For detailed development instructions, see DEVELOPER_GUIDE.md in the repository.

  • Setup: Environment configuration with uv
  • Testing: Running test suites and benchmarks
  • Linting: Pre-commit hooks and code quality
  • CI/CD: GitHub Actions pipeline
  • Contributing: Pull request guidelines

Key Commands

# Install dependencies
uv sync --dev

# Run tests
uv run pytest tests/ -v

# Run benchmarks
uv run pytest benchmarks/ -v

# Linting and formatting
uv run pre-commit run --all-files

# Type checking
uv run pyright hyperbolix/

Project Structure

hyperbolix/
├── hyperbolix/           # Source code
│   ├── manifolds/        # Core geometry
│   ├── nn_layers/        # Neural network layers
│   ├── optim/            # Riemannian optimizers
│   ├── distributions/    # Probability distributions
│   └── utils/            # Utilities
├── tests/                # Test suite
├── benchmarks/           # Performance benchmarks
└── docs/                 # Documentation source

Coding Conventions

Shape Suffixes

All tensor/array local variables in function bodies use shape suffixes — single capital letters appended to the variable name encoding each dimension. This makes shapes self-documenting and shape bugs immediately visible.

Dimension key (used across the codebase):

Letter Dimension
B batch size
D spatial / manifold dimension (dim)
A ambient dimension (dim+1, hyperboloid time+space)
H output height
W output width
C channels
K kernel elements (kh×kw)
N number of points
P number of hyperplanes / output classes (MLR out_dim)
S sequence length
F frequency dim (d//2 in RoPE)

Examples:

# poincare_regression.py — MLR forward pass
sub_PBD = addition_fn(p_neg_PD, x_BD, c)        # (P, B, D) from broadcasting
sub_BPD = jnp.transpose(sub_PBD, (1, 0, 2))      # reorder to (B, P, D)
res_BP  = lambda_p_P1.T * a_norm_P1.T * signed_dist2hyp_BP

# hyperboloid_conv.py — patch extraction
patches_BHWCkhkw = patches_flat_BHW_CKhKw.reshape(B, H, W, C, kh, kw)
patches_BHWkhkwC = patches_BHWCkhkw.transpose(0, 1, 2, 4, 5, 3)

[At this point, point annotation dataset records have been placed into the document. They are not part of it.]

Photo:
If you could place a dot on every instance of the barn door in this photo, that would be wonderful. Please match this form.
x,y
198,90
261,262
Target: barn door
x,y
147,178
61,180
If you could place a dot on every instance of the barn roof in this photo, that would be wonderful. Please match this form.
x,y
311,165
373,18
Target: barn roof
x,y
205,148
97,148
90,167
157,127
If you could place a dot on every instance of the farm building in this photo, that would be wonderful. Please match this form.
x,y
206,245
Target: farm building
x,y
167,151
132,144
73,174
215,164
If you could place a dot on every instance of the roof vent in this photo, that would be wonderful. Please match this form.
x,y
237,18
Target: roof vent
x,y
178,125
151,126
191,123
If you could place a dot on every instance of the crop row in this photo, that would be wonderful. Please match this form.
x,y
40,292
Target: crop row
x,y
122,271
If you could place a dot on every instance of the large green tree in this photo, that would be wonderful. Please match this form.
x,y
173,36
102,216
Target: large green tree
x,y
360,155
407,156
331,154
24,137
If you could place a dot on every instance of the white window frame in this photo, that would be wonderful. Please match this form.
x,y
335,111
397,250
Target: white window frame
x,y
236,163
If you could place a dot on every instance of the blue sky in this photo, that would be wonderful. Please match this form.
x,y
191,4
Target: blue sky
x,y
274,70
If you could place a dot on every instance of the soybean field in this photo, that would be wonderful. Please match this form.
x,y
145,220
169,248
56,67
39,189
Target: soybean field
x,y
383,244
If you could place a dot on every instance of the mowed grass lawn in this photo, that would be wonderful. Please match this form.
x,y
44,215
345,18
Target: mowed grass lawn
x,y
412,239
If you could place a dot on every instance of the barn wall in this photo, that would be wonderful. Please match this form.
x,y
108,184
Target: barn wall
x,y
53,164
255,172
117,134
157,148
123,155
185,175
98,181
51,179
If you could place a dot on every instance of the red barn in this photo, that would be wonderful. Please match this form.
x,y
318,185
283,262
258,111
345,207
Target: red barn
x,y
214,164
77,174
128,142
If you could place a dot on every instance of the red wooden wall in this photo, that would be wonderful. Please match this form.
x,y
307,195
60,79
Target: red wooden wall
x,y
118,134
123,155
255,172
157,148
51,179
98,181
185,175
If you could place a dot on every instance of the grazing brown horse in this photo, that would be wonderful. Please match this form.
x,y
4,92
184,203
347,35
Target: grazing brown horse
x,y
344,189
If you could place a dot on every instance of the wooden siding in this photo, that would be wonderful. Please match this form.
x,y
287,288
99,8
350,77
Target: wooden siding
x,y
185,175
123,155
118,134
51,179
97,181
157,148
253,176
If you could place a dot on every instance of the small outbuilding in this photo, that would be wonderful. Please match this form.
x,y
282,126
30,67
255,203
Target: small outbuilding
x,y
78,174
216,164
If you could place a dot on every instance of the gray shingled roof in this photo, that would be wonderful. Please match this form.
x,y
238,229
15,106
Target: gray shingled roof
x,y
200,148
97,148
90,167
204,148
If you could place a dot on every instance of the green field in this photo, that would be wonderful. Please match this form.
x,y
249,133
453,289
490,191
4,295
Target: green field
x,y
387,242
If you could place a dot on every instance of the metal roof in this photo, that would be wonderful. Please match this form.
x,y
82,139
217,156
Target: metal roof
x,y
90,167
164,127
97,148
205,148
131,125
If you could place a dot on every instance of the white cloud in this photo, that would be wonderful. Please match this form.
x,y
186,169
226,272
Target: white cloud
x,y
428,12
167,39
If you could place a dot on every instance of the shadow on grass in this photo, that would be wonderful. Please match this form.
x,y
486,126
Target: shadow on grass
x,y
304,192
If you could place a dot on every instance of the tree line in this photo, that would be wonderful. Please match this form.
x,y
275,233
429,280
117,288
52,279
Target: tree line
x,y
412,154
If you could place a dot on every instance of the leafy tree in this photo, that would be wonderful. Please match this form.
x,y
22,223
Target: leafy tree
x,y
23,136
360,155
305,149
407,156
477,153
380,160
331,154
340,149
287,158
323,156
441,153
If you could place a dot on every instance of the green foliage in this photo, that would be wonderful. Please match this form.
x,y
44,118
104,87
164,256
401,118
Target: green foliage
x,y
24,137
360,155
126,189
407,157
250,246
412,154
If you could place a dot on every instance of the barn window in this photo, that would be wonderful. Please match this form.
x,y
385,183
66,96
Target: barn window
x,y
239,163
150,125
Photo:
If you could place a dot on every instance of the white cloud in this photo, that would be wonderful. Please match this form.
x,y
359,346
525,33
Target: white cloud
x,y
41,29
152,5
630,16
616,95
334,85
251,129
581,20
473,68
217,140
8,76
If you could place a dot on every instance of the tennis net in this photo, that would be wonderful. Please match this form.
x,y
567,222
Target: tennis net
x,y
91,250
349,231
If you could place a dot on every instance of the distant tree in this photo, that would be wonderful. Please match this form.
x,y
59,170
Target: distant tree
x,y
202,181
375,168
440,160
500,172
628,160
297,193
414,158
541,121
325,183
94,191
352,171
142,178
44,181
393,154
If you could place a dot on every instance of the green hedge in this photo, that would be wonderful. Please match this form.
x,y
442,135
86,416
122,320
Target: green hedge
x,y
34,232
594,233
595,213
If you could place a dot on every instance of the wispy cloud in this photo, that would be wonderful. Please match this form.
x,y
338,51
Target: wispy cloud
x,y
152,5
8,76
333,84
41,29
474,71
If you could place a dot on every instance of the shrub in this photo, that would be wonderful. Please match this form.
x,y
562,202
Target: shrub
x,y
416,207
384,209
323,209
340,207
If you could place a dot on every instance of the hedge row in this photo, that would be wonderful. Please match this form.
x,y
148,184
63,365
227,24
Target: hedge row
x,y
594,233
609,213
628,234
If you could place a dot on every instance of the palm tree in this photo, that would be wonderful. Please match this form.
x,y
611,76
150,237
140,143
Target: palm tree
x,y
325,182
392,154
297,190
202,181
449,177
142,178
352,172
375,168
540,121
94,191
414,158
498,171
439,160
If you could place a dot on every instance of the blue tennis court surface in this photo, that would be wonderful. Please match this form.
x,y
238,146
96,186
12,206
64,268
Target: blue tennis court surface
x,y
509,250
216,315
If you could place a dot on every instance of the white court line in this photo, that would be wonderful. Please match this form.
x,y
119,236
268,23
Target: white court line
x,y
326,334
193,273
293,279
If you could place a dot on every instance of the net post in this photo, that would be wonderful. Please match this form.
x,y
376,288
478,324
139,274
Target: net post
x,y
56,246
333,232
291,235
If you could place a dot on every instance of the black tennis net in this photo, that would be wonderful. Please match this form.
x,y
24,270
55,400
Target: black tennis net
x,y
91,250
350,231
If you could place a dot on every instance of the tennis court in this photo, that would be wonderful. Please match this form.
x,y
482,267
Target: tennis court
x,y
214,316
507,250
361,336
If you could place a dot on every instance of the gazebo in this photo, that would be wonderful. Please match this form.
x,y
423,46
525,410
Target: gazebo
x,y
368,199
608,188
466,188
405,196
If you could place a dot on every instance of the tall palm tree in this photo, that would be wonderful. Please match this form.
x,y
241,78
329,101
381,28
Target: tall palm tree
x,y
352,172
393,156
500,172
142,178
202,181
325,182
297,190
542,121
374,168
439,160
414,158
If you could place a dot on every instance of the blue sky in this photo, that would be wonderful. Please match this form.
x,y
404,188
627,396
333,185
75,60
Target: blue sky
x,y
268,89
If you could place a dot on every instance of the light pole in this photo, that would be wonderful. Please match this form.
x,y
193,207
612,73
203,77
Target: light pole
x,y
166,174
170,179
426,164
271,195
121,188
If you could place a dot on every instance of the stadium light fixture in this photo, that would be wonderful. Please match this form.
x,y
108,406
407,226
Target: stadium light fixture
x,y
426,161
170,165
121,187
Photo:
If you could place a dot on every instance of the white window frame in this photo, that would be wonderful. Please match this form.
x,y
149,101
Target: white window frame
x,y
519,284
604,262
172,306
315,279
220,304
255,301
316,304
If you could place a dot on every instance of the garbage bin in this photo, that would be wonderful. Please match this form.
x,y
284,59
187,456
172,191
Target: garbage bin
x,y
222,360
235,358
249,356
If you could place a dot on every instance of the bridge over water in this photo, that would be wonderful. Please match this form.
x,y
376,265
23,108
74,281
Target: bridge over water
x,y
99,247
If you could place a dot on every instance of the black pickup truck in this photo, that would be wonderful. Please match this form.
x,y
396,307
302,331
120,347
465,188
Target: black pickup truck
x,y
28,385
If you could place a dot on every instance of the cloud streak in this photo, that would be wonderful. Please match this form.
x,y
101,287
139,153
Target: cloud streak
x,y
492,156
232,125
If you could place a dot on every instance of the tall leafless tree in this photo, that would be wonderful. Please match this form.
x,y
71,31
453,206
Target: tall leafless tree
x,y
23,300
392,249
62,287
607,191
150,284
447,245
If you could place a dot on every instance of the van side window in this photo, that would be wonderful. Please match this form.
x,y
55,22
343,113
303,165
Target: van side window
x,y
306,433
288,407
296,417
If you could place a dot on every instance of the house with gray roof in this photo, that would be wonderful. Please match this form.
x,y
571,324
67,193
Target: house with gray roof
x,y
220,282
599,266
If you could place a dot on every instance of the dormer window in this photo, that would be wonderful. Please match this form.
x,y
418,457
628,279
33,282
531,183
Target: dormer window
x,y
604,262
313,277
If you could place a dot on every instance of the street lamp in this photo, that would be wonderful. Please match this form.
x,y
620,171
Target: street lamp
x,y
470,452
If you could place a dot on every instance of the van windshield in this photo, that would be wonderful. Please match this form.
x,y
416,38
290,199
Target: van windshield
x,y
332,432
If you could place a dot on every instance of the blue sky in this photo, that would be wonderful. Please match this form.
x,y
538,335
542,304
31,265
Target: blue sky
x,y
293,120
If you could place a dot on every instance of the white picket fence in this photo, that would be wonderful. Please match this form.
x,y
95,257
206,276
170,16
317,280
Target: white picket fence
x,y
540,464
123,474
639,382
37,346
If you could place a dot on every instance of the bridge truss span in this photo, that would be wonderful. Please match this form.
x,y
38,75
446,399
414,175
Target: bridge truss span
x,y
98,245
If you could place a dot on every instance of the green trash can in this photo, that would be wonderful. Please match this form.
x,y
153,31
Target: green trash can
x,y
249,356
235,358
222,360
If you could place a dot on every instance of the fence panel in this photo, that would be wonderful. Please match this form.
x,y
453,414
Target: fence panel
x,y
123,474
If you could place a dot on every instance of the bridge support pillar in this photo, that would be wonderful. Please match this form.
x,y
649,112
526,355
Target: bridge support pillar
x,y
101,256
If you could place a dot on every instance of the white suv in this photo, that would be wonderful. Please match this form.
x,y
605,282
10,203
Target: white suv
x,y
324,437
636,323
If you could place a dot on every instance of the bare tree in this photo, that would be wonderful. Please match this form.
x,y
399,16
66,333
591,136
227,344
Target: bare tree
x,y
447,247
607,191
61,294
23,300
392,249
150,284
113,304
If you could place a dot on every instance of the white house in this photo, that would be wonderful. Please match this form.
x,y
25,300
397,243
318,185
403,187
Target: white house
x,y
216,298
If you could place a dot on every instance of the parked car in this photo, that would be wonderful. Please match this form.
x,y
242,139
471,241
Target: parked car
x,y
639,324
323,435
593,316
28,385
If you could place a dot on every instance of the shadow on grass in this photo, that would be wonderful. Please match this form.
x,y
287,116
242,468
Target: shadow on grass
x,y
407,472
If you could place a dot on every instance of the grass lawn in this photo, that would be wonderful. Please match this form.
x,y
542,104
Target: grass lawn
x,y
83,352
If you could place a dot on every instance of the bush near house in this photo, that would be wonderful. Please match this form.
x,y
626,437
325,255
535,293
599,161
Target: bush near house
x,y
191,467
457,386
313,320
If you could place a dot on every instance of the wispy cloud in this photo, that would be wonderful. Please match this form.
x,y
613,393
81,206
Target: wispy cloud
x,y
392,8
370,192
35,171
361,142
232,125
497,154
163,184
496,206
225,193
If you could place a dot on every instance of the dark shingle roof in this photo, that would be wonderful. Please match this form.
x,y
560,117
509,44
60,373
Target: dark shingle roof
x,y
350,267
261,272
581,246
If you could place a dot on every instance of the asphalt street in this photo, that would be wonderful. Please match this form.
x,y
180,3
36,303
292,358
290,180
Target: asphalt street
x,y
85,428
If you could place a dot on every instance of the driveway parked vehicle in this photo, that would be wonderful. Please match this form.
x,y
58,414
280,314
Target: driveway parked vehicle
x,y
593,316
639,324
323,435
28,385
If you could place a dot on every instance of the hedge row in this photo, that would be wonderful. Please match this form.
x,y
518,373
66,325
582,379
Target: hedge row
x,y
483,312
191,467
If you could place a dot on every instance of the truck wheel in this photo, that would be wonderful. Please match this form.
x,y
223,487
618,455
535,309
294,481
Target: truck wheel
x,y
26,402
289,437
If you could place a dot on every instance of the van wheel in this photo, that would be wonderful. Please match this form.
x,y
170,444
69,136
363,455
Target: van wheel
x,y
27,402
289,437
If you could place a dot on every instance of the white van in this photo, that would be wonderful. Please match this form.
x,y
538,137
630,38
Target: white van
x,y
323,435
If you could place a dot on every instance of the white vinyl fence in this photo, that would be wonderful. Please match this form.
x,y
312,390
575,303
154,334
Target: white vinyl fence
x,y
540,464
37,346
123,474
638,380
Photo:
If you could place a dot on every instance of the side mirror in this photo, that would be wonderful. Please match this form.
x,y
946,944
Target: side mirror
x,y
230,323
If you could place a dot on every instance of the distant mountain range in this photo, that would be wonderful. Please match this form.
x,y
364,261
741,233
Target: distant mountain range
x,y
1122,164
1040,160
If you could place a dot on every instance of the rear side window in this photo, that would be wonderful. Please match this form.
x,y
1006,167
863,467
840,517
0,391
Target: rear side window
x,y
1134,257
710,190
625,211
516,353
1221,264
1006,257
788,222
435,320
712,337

# poincare.py — conformal factor broadcast
res_BP = 2 * z_norm_1P * signed_dist2hyp_BP  # z_norm.T broadcasts (1,P) over (B,P)

Rules: - Use compound suffixes for flattened dims: x_flat_NC with a comment explaining the merge - _B1 for keepdims=True results, _1P for transposed broadcast tensors - Add a dimension key docstring at the top of each file that uses shape suffixes

Each annotated file begins with a docstring like:

"""
Dimension key:
  B: batch size     D: manifold dimension
  P: output classes (hyperplanes)
"""

Contributing

We welcome contributions! Please:

  1. Fork the repository
  2. Create a feature branch
  3. Make your changes with tests
  4. Run pre-commit checks
  5. Submit a pull request

See the full DEVELOPER_GUIDE.md for details.